Indien voormelde vraag bevestigend beantwoord wordt, kan bij de beoordeling over de toewijsbaarheid van de buitengerechtelijke incassokosten er dan in beginsel, behoudens tegenbewijs (door de schuldenaar), vanuit worden gegaan dat een per gewone post verzonden veertiendagenbrief één dag na de dagtekening bezorgd wordt? Ook als we weten dat er in de regel geen brievenpost op zondag bezorgd wordt en bijvoorbeeld Post.nl ook op maandag geen briefpost bij particulieren bezorgt? Als hier niet van uit kan worden gegaan, met welke omstandigheden moet dan rekening worden gehouden ter zake de toewijsbaarheid van de buitengerechtelijke incassokosten en wat betekent dit dan voor de hierna nog te noemen stel- en bewijsplicht?
Voldoet een brief aan de eisen van artikel 6:96, zesde lid, van het BW indien daarin melding is gemaakt van een betaaltermijn van veertien dagen en het toepasselijke incassobedrag volgens het Besluit is genoemd, maar geen of een onjuiste termijn van aanvang of einde van die veertiendagentermijn is genoemd? Hoe strikt moet de rechter dit toetsen?
Wat is het rechtsgevolg als in een veertiendagenbrief geen of een onjuiste formulering van aanvang en/of einde van de veertiendagentermijn is vermeld? Maakt het in dat geval nog iets uit of de termijn een enkele dag te laat is en/of de schuldenaar heeft laten weten toch niet te kunnen betalen? Kan een onjuiste termijn gerepareerd worden geacht indien de schuldenaar (na enkele weken) nog een periode van tien dagen heeft gekregen en daarna (opnieuw enkele weken nadien) nog een laatste periode van zeven dagen heeft gekregen om de vordering te betalen, zonder dat incassokosten verschuldigd worden?

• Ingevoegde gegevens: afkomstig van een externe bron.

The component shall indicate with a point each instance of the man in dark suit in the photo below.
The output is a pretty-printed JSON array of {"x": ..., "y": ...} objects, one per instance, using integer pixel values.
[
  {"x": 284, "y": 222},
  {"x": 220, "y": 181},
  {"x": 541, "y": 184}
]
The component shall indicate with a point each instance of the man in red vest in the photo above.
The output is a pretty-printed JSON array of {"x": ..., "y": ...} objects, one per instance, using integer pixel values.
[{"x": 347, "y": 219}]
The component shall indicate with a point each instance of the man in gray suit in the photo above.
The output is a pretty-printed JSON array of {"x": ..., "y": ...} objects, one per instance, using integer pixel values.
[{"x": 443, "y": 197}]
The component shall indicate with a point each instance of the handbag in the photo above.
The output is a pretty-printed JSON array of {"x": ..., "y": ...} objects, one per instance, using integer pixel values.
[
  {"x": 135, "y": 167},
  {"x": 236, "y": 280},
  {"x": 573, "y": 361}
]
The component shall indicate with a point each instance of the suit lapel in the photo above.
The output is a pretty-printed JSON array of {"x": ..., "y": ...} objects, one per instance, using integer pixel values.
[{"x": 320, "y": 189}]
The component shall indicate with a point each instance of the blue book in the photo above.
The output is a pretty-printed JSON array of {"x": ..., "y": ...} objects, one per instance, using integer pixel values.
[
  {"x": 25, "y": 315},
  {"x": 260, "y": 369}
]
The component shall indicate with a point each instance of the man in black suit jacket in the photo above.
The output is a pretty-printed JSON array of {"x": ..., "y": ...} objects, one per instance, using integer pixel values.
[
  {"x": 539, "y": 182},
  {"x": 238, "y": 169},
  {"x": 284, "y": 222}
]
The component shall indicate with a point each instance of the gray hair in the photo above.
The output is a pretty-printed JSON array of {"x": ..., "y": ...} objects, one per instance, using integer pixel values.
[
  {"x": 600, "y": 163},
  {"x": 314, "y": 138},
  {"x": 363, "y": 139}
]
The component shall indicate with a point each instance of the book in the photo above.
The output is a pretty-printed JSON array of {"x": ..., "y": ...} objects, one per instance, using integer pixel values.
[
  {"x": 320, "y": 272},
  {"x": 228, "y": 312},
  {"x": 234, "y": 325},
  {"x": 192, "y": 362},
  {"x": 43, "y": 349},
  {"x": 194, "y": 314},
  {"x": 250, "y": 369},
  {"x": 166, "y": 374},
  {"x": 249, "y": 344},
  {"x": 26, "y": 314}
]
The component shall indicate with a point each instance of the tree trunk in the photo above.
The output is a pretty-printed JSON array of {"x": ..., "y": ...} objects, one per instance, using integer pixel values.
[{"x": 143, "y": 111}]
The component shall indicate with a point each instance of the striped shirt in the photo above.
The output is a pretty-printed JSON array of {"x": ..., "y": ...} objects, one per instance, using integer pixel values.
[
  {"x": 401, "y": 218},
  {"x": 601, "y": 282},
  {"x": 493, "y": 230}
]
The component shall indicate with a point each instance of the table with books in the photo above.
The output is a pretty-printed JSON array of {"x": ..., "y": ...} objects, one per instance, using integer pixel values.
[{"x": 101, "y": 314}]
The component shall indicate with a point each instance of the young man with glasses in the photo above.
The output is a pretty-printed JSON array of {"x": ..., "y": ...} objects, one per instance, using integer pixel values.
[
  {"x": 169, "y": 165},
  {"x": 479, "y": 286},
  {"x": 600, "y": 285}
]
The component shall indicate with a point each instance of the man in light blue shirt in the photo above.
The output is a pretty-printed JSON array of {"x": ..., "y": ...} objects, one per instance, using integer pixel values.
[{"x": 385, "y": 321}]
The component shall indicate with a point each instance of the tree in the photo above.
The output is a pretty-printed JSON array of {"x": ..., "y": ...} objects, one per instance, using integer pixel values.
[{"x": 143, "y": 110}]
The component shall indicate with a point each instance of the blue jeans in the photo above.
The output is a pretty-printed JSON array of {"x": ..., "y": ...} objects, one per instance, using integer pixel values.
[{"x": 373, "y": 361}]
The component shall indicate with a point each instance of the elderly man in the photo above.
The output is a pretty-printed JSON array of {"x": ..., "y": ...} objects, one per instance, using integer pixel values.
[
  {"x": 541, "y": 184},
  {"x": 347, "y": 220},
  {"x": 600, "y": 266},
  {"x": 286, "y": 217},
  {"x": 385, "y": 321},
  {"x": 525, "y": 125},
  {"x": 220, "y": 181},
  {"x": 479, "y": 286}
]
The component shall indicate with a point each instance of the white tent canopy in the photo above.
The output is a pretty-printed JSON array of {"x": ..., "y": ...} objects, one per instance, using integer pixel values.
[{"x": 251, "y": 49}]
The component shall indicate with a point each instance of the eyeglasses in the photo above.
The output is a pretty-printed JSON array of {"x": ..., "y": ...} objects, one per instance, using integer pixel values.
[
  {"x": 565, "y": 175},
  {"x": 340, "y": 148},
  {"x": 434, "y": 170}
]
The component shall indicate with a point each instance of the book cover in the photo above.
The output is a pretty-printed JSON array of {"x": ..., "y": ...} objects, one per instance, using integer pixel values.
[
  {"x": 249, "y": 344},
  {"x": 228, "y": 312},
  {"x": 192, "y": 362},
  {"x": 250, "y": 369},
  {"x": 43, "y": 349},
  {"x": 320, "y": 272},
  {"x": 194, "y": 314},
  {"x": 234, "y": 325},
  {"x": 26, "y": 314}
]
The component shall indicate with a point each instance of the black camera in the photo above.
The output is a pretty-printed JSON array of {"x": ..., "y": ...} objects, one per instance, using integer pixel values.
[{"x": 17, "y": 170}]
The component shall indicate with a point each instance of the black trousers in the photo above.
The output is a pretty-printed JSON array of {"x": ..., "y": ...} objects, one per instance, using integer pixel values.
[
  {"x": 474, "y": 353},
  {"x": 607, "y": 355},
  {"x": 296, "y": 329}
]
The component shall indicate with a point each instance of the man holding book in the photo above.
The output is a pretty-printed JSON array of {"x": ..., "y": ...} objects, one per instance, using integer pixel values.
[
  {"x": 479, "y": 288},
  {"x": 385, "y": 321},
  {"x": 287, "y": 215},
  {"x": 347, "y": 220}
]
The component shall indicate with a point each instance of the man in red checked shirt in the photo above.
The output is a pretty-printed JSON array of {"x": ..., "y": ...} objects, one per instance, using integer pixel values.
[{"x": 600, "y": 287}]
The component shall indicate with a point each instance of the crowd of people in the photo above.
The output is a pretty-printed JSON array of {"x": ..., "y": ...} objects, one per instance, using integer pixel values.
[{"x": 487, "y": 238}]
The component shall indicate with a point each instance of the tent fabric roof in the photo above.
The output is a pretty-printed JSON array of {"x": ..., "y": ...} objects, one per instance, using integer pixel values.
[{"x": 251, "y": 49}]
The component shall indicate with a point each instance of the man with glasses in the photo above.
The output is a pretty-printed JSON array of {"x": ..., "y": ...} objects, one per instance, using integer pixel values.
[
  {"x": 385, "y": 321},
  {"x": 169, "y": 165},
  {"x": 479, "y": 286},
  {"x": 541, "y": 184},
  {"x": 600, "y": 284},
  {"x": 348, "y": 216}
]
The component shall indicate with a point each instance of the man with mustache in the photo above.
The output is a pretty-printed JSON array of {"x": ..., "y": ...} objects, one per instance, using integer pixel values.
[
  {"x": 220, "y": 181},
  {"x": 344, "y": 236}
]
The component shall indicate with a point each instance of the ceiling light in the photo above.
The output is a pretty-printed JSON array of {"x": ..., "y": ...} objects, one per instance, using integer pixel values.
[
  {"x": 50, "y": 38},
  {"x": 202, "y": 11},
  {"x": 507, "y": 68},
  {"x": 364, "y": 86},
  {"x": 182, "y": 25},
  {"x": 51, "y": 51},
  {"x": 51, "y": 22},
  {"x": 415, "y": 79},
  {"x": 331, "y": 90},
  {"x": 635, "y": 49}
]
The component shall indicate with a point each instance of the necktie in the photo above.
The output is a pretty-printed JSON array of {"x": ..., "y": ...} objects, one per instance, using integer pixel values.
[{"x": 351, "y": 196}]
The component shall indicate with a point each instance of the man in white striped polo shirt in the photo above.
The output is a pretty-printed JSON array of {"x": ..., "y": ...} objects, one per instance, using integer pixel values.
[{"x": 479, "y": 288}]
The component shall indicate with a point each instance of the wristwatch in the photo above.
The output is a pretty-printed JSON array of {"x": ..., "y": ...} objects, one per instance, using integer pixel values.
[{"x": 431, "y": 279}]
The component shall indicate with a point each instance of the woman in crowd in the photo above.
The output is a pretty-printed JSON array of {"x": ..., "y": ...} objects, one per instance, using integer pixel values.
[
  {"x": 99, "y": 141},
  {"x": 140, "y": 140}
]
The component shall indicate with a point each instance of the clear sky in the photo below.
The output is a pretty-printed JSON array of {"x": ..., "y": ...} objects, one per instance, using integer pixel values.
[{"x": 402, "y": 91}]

Moet de schuldeiser stellen en zo nodig bewijzen wanneer de termijn van veertien dagen is aangevangen en geëindigd, of moet de schuldenaar stellen en
zo nodigbewijzen dat hij binnen veertien dagen na ontvangst van de veertiendagenbrief heeft betaald?
Maakt het voor de beantwoording van deze vragen verschil of het een verstekzaak of een zaak op tegenspraak betreft? Maakt het bij een zaak op tegenspraak nog uit of er wel of geen verweer gevoerd is ten aanzien van de buitengerechtelijke incassokosten?
Indien er binnen de termijn van veertien dagen een deel van de vordering wordt voldaan, dienen de buitengerechtelijke kosten dan te worden (her)berekend over het onbetaald gebleven gedeelte van de vordering of is de schuldenaar ook dan het in de veertiendagenbrief aangezegde bedrag van de buitengerechtelijke kosten verschuldigd?
3.2.
bepaalt dat de griffier onverwijld een afschrift van dit vonnis tezamen en het tussenvonnis van 23 maart 2016 zendt aan de civiele griffie van de Hoge Raad,
3.3.
houdt iedere verdere beslissing aan.
Dit vonnis is gewezen door mr. E. Bongers en in het openbaar uitgesproken op 1 juni 2016.